Lastly, we consider the argument that accepting funding from ‘light’ institutions (such as local councils or companies) is not a serious breach of our values (as would for example getting funded by the government or the E.U.) is stale as well as naive. We will not become pray to future vote soliciting (municipal elections are on the way) nor do we buy the idea that there is good and bad mediation. Both our words and our actions are of value in themselves and form part of the movement; they are not a vehicle for participants or anyone else involved for that matter for climbing up the political ladder or gaining high office positions.

 

Organisational model/ aims

SSH is not a product of the capitalist crisis even though it has been called to manage the consequences of the crisis. In our minds, even if this were not a time of social decay, we would still find a million reasons to create this project. Because we have a particular understanding of health: physical, mental and social harmony with oneself and the environment in a context of collectivism rather than individualism. Because we aspire to realise the experiment in the self-organisation of Health which takes place in PIKPA today in a future classless society. Also because we believe that in order to get there we must build our own self-organised structures of self-constitution here and now; so as to experiment and to test ourselves.

Our aim is the diffusion of knowledge as well as the communication of issues that arise regarding Health. With this in mind we have organised several events, talks and workshops which in themselves provided an opportunity for deepening our analysis, for contemplation, for developing relations and building trust within the neighbourhood. Some of these were: a talk on “drugs of the crisis” (co-organised with the initiative “collective action of social solidarity Over18”***), a talk on medicine during the third Reich, medicine in crisis, health issues in the workplace, first aid and herbal medicine workshops, stress relief workshop as well as several film and documentary showings.

We want to strengthen this project further. We would like to see more and more people (from the medical profession and not only) getting inspired to support this primary health care infrastructure. Step by step we want to up the challenge. Already, within the coming year, we are setting up a dental surgery in the space.
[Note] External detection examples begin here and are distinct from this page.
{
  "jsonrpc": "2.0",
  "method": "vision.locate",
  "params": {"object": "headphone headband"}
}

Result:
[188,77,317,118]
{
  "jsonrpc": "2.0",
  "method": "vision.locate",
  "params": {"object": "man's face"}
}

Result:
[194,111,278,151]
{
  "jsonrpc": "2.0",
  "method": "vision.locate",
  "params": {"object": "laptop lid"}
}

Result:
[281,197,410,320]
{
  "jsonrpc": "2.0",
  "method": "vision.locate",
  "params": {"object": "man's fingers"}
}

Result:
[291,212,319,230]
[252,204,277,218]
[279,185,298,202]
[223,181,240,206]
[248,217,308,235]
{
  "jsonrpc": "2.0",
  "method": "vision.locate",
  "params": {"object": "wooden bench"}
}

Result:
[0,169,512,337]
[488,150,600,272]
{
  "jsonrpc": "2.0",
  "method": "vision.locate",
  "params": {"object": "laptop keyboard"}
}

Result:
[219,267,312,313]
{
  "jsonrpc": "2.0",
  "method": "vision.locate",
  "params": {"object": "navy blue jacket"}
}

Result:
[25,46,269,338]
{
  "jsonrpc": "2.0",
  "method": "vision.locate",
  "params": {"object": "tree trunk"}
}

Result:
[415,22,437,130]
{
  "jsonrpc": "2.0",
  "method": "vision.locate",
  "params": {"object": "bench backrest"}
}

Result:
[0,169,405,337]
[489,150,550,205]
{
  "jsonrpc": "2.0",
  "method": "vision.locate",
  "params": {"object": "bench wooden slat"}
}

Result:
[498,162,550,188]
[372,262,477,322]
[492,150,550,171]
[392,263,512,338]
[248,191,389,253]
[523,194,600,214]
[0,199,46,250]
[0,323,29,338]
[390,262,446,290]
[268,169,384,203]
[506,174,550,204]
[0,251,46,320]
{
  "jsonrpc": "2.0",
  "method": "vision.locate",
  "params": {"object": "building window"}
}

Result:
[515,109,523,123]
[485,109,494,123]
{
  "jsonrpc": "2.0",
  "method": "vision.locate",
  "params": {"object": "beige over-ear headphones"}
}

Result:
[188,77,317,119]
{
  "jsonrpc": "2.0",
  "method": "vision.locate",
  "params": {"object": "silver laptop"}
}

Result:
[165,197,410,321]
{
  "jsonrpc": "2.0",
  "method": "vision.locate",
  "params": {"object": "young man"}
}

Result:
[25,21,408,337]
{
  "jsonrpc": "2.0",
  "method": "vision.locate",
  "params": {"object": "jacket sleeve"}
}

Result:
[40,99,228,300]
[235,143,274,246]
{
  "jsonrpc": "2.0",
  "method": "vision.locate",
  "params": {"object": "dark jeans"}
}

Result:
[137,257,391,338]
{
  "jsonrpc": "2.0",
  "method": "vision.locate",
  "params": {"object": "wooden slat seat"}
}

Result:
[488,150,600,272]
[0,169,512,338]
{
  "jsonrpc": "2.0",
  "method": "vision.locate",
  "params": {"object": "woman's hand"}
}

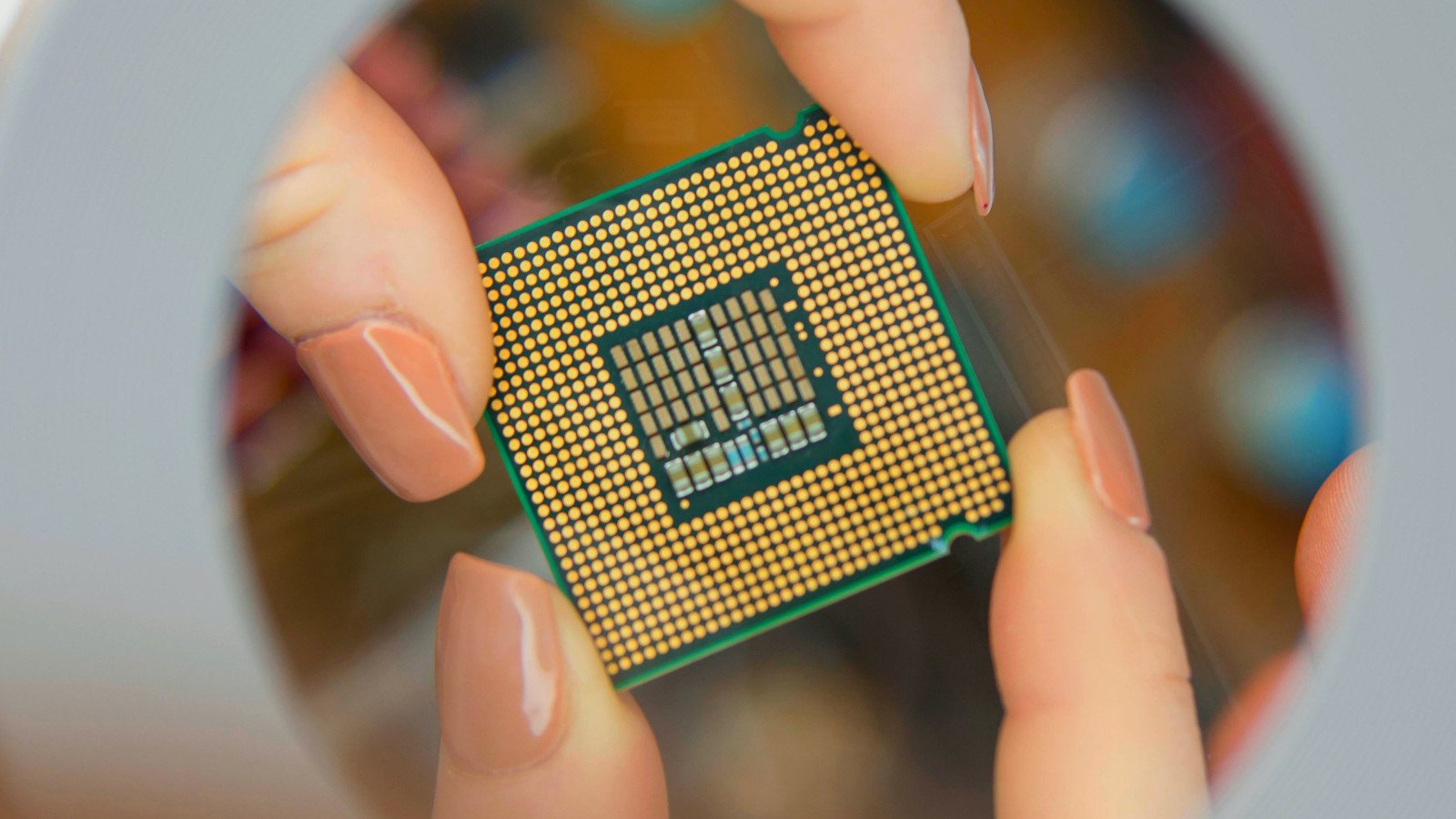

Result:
[238,0,993,500]
[435,370,1366,817]
[238,0,1340,817]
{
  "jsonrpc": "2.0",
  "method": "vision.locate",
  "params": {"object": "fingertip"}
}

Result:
[297,317,485,501]
[435,555,565,774]
[1294,446,1373,625]
[745,0,976,203]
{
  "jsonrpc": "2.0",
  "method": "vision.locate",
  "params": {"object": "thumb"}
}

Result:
[238,68,492,500]
[990,370,1206,816]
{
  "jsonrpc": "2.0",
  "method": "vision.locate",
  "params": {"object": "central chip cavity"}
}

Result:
[602,265,859,521]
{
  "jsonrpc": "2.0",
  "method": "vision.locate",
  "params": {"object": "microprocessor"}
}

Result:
[478,106,1010,688]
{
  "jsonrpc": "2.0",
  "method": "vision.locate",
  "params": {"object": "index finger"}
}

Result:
[740,0,996,207]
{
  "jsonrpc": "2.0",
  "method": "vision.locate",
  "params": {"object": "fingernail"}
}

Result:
[1067,370,1152,532]
[298,318,485,500]
[971,63,996,216]
[435,554,562,774]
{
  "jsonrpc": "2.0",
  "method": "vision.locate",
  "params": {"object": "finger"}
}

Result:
[434,555,667,819]
[1208,446,1371,780]
[990,370,1207,816]
[740,0,996,207]
[238,70,492,500]
[1294,446,1371,625]
[1208,649,1308,785]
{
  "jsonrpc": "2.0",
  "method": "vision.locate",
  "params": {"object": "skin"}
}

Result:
[238,0,1363,817]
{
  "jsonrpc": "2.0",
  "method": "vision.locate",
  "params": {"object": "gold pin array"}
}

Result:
[480,118,1010,674]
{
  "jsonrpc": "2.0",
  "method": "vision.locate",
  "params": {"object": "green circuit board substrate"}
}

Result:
[479,106,1010,688]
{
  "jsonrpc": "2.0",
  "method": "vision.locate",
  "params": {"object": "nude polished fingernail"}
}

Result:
[298,318,485,500]
[1067,370,1152,532]
[971,64,996,216]
[435,554,562,774]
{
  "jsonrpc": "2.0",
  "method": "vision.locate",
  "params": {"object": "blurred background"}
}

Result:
[228,0,1359,817]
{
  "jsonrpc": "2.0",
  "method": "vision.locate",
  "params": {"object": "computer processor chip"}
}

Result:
[478,106,1010,688]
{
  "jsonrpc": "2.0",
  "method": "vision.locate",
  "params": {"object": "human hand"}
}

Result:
[435,370,1366,817]
[238,0,995,500]
[248,0,1350,816]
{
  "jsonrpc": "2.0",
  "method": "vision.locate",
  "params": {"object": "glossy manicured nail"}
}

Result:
[1067,370,1152,532]
[435,554,562,774]
[971,64,996,216]
[298,318,485,500]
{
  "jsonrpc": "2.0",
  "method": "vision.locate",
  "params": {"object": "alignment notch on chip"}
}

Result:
[479,108,1010,688]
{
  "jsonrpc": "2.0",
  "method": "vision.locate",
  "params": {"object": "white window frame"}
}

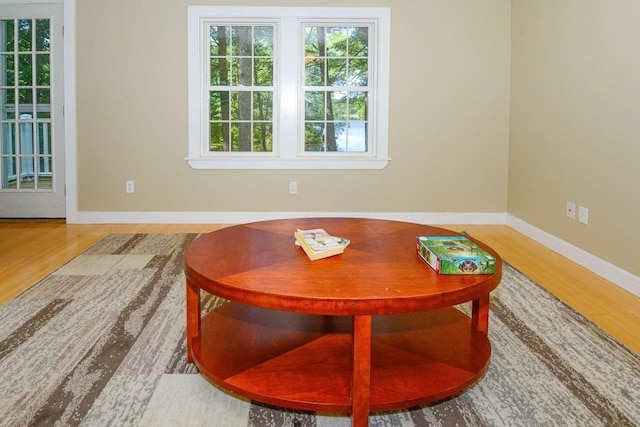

At the same time we are looking into getting equipment for an eye doctor to be incorporated into the programme.

Lastly, one of our initial aims which we think has been achieved is the diffusion and the reproduction of this project; naturally not as some kind of franchise. It gives us plenty of joy and satisfaction to see a number of social clinics spring up both in Greece and abroad (there are clinics in Rome and Barcelona which refer to our experience) even if we differ in our core values. Since the beginning we have aspired to witness the creation of many social clinics, not as a sterile and mechanical response to the crisis even if they reject charity, but as points of struggle, as living cells of social self organisation aiming to build those material and social prerequisites for truly taking our health into our own hands.

This last point is not so much a general vision but a proposal to other social clinics, because we think that the struggle in the field of health must be approached within a context of communities of struggle inside the social body, in our neighbourhoods and beyond wherein health will become something tangible, approachable, comprehendible, something that belongs to us, something worth fighting for. Integrating the issue of health care into the context of social struggles, through interventions and actions in hospitals, through propaganda done about social struggles in the SSH, contributes to integrating our activity as a point of struggle into the wider social struggles. In short talking about solidarity and not about health care.

* A government institution that channels european funding

** This is an organisation linked to the parliamentary leftist party Syriza; its website referred to the SSH as one of the social solidarity structures operating in the city without the latter’s permission.

*** Over18 is a drug rehabilitation support group without the use of substitutes.